Nitric oxide (NO) is one of the most widely-produced gases in the human body, and has been shown to play a major role in the function of the cardiovascular, nervous, and immune systems. This means that it has implications in the treatment and management of many conditions such as erectile dysfunction, muscle soreness, and Type II diabetes. Despite the numerous processes in which nitric oxide play a role, there are only two known routes of production in living organisms.
Research jointly published by the Institute of Pharmaceutical Biotechnology at the Zhejiang University School of Medicine in Hangzhou, China and the Department of Chemistry at the University of British Columbia examined one alternative method to the production of nitric oxide. In this pathway, two enzymes are used to generate a chemical compound known as streptozocin that creates NO as a byproduct.
Simplified schematic of the two reactions that occur to produce the N-nitroso compound streptozocin and nitric oxide (NO) as products
This work provides support to the idea that there may be alternative routes to the synthesis of this critically important compound. We spoke to Alyssa Henderson about her work on the project, her experience with research in general, and some of the challenges she faced while working on this publication.
Streptozocin is part of a larger class of N-nitroso compounds, which are identified by the presence of an -N-N=O group in its structure.

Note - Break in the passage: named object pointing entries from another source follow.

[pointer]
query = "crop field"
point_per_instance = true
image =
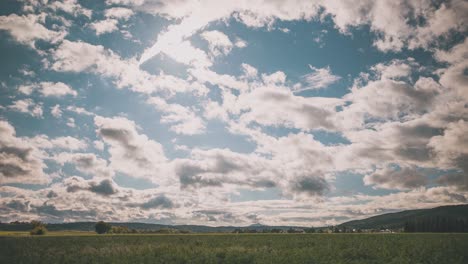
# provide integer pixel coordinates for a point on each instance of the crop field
(234, 248)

Alyssa’s research was motivated by the natural presence of N-nitroso compounds in natural products. It was proposed that these compounds, and the biological pathway of its production, could be significant in the production of NO.
Tests were done with a solution containing components of E. coli and stzE (one of the enzymes isolated from the genome of streptozocin), and it was found that stzE is necessary to produce the compounds involved in the second step of the process.
The next step in this two-enzyme pathway was similarly isolated from the streptozocin genome, and was found to be necessary for the production of the products shown below. Alyssa’s research suggested that nitric oxide is produced in the conversion of compound 3 to compounds 4 and 5, which is catalyzed by stzF.
Structure of the products generated from the second step of the two-enzyme pathway.
In order to explore how widely distributed these genes are, Alyssa’s team found 40 enzyme pairs with similar functions to the stzE/stzF enzyme pair in a variety of soil-dwelling and plant-associated bacteria, which further supports the idea that natural routes to nitric oxide synthesis exist.
Cell cultures of some of the soil-dwelling bacteria found to have similar enzyme functions to the stzE/stzF pairs
The significance of enzymes in these soil microbes is discussed in the podcast below:
While this paper doesn’t fully explain all of the possible processes that may be involved in the natural production of nitric oxide in the environment, it sets the stage for important advancements in the field.